It was my mistake and lead to this. Had I known, I would have further decimated your ship. It's funny, all of this was technically true, yet does not even begin to address my motives. The difference between wanting to destroy you and wanting to save you when I fired is a quaint subtlety, but that was always the sort of thing Revan had enjoyed. That's part of what made her such a strategic genius, I suppose.

That girl turned to Bastila, nearly trembling. "Bastila," she hesitated. "Is this true?"

Bastila nodded reluctantly, clearly still expecting her to snap. Even if she did, she'd come after me first, giving Bastila plenty of time to escape. "It's true. I was part of the team sent to capture Revan…to capture you." Apparently Bastila didn't see Revan when she looked at this girl, either. "When Malak fired on the ship, you were badly injured. We though you were dead. Your mind was destroyed, but I used the Force to preserve the flicker of life in your body. I brought you to the Jedi Council. They were the ones who healed your damaged mind."

Well, tat's one way to put it. Honestly though. If the Jedi Council could forge a whole new identity with decades of memories and experiences, clearly they could also restore Revan. But they didn't.

That girl looked quizzical and asked the first sensible question I've heard from her. "Then why don't I remember being Revan?"

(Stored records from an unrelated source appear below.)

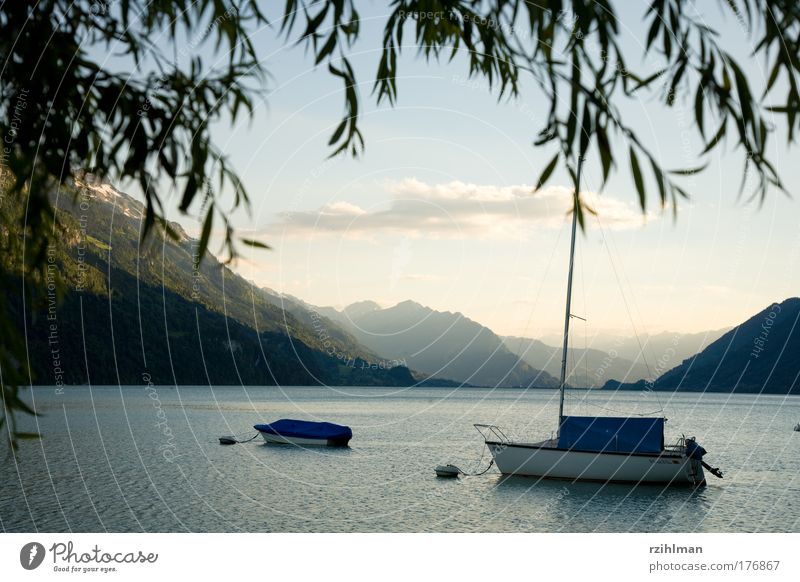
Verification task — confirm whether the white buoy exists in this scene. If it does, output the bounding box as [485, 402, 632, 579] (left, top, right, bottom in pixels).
[436, 465, 461, 478]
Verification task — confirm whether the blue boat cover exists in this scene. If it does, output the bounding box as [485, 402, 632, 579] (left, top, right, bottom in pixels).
[253, 418, 353, 440]
[558, 416, 664, 453]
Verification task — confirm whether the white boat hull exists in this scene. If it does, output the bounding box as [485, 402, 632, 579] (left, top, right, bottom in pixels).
[486, 441, 705, 485]
[261, 432, 347, 447]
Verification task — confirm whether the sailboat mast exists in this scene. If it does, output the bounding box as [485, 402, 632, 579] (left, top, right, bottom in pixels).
[558, 157, 583, 434]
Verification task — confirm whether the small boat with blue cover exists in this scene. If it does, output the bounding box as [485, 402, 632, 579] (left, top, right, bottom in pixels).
[253, 418, 353, 447]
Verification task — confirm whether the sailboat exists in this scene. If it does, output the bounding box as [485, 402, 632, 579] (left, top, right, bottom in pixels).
[475, 161, 722, 486]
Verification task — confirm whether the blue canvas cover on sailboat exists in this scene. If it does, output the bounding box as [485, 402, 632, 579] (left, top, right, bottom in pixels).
[253, 418, 353, 440]
[558, 416, 664, 453]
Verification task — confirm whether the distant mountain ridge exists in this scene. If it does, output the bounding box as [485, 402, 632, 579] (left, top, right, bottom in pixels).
[502, 336, 650, 388]
[7, 183, 416, 386]
[606, 297, 800, 394]
[317, 300, 558, 387]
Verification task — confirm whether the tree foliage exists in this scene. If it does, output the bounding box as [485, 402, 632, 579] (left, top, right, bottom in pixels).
[0, 0, 800, 448]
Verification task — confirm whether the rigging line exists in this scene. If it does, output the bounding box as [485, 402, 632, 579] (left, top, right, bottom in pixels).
[520, 210, 567, 364]
[594, 214, 664, 412]
[568, 395, 664, 416]
[578, 226, 589, 388]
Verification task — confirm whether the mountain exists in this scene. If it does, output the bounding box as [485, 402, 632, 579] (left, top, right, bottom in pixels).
[502, 336, 650, 388]
[607, 297, 800, 394]
[7, 178, 415, 386]
[319, 301, 558, 387]
[538, 327, 732, 364]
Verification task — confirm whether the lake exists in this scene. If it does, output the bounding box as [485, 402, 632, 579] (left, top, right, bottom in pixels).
[0, 383, 800, 532]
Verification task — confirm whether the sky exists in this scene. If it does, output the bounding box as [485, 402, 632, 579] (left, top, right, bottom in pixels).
[145, 2, 800, 337]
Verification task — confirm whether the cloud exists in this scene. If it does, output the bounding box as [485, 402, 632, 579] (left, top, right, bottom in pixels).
[274, 178, 653, 238]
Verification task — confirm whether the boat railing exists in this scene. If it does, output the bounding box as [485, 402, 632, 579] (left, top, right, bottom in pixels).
[472, 424, 511, 443]
[664, 436, 689, 454]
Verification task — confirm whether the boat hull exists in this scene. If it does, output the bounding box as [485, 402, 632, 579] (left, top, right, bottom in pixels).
[261, 432, 350, 447]
[486, 441, 705, 485]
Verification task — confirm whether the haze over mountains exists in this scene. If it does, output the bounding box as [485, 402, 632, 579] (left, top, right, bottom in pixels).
[10, 184, 800, 393]
[609, 297, 800, 394]
[9, 184, 415, 386]
[310, 301, 558, 387]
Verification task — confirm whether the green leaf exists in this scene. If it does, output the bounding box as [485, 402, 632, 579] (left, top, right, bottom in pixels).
[197, 206, 214, 259]
[533, 154, 559, 192]
[669, 163, 708, 176]
[630, 146, 645, 210]
[702, 118, 728, 154]
[239, 238, 272, 251]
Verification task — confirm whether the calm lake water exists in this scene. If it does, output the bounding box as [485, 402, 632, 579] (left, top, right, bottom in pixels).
[0, 385, 800, 532]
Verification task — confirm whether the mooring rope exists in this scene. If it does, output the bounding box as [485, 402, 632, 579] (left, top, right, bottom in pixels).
[458, 459, 494, 477]
[219, 433, 261, 445]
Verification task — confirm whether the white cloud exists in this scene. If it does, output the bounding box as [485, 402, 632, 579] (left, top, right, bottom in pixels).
[275, 178, 653, 238]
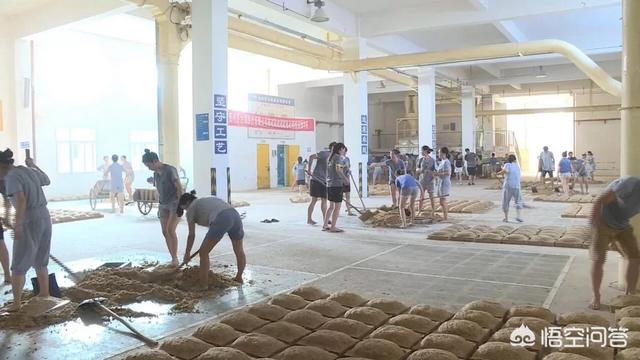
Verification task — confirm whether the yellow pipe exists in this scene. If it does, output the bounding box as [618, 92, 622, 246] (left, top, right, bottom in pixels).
[229, 16, 340, 59]
[334, 40, 622, 97]
[131, 0, 622, 97]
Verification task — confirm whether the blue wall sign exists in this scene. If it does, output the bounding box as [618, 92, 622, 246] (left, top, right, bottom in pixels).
[196, 113, 209, 141]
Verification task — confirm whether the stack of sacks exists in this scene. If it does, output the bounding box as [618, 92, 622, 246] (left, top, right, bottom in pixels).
[428, 224, 591, 248]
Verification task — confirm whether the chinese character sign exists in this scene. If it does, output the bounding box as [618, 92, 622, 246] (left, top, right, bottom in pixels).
[213, 94, 227, 109]
[214, 140, 227, 154]
[510, 325, 629, 349]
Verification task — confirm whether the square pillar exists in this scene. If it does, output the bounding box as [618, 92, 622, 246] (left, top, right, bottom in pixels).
[481, 94, 496, 152]
[418, 67, 436, 149]
[460, 86, 476, 152]
[343, 39, 369, 196]
[191, 0, 231, 202]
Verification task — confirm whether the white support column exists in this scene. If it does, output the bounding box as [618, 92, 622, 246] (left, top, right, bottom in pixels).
[192, 0, 231, 201]
[343, 39, 369, 196]
[156, 13, 186, 167]
[460, 86, 476, 152]
[620, 0, 640, 176]
[13, 39, 32, 164]
[418, 67, 436, 149]
[0, 35, 18, 150]
[481, 94, 496, 152]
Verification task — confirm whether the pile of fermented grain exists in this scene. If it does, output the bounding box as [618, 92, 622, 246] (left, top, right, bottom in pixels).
[359, 206, 442, 228]
[289, 193, 311, 203]
[533, 193, 597, 203]
[485, 179, 540, 191]
[422, 199, 494, 214]
[126, 287, 640, 360]
[0, 266, 238, 330]
[560, 204, 593, 218]
[428, 224, 591, 248]
[231, 200, 251, 208]
[369, 184, 389, 196]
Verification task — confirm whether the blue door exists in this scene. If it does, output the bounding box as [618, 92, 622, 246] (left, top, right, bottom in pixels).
[278, 145, 287, 187]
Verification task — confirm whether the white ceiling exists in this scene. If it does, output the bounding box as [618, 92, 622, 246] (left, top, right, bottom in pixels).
[0, 0, 624, 87]
[0, 0, 54, 17]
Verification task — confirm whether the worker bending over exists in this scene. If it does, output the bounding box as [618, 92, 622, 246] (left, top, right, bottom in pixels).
[589, 177, 640, 310]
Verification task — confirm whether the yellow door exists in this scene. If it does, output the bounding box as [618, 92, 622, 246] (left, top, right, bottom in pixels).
[256, 144, 271, 189]
[287, 145, 300, 185]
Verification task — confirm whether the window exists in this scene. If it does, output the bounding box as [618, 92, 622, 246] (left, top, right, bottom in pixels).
[129, 131, 158, 170]
[56, 128, 96, 174]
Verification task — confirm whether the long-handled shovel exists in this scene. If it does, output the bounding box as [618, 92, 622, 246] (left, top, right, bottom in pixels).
[310, 174, 362, 215]
[145, 249, 200, 281]
[78, 298, 158, 346]
[349, 173, 367, 210]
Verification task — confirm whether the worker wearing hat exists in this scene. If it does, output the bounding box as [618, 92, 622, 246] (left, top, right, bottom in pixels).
[0, 149, 51, 312]
[416, 145, 436, 212]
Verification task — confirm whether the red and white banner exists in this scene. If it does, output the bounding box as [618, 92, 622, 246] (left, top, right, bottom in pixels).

I was quite pleased that she had actually said something intelligent, and so I quickly answered her, for fear that Bastila would make use of that famed Jedi damage-control and make it sound like they were doing her a favor. "The Jedi Council didn't restore you wounded mind, Revan! They merely reprogrammed it with a new identity-one loyal to the Republic! They tried to make you their slave!" And it seems like they succeeded. Still, I knew that one thing Revan couldn't stand was slavery. She'd even made a big production about ending it on Taris when we'd been stationed there, despite her attempts to not be quite so melodramatic since she was off to war and whatnot.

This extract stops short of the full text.